Bastaba escuchar las declaraciones del Presidente diciendo que él era lo mismo que Cristina; bastaba leer los reiterados anuncios de que iban por la Justicia, por la prensa, por el campo, por los sectores productivos, por la clase media, por las provincias rebeldes, para comprender que Alberto era un caballo de Troya transparente que solo pudo llegar donde llegó gracias a quienes lo ayudaron a vender una imagen de conciliador y moderado que su biografía y sus actos desmentían rotundamente. Quienes se ilusionaron con otra esperanza blanca del peronismo, quienes soñaron y alentaron la reapertura de la ancha avenida del medio bajo su conducción y trataron de abregrietas y apocalípticos a quienes alertamos del peligro, carecen hoy de la autoridad para la repetición del truco.
En 75 años, el peronismo ha ido de la representación de los intereses de los oprimidos a la rosca. Pocas cosas expresan mejor la parábola descendente de quienes llegaron a la política argentina prometiendo acabar con todas las oligarquías y se transformaron en la peor de todas las oligarquías; la que ha hundido al país en siete décadas de decadencia.
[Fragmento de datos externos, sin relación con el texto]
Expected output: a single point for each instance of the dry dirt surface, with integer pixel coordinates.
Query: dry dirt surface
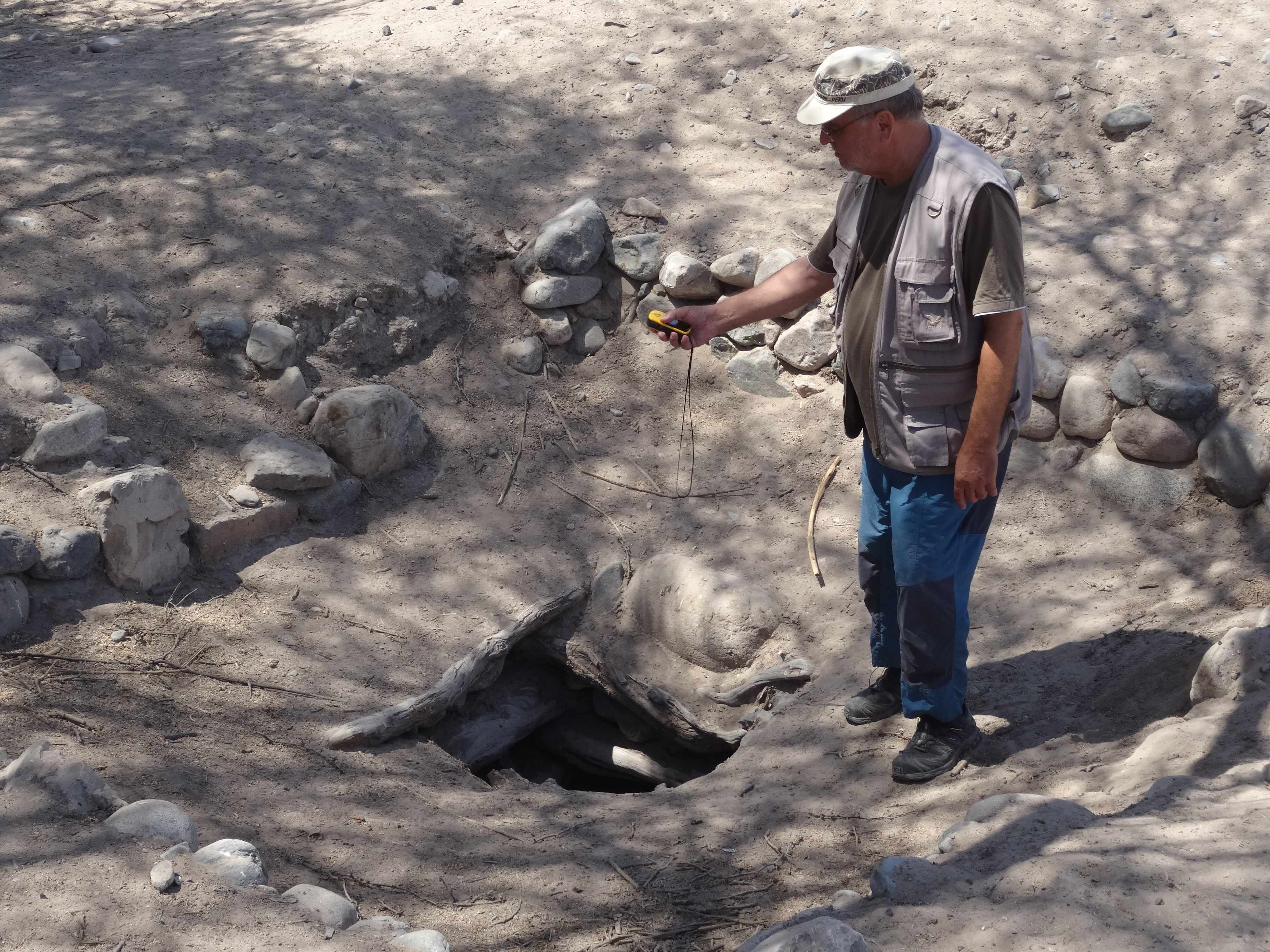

Guste o no, si Juntos por el Cambio fue algo, y si pretende seguir siéndolo, es la antítesis de esa dirigencia y debe volver a las fuentes que lo llevaron al gobierno de la república: no un acuerdo de cúpulas sino la unidad entre los ciudadanos republicanos y una oposición decidida a representar esas ideas y valores. Cuando se hagan evidentes las consecuencias de la combinación de terremoto y tsunami que está causando la impericia del cuarto gobierno peronista-kirchnerista los argentinos necesitarán de una alternativa política en la cual confiar para evitar el caos de un nuevo que-se-vayan-todos. Juntos por el Cambio será eso, o si no, no será nada.
La gente ha salido a la calle y hablado, nuevamente. Quien quiera oír, que oiga.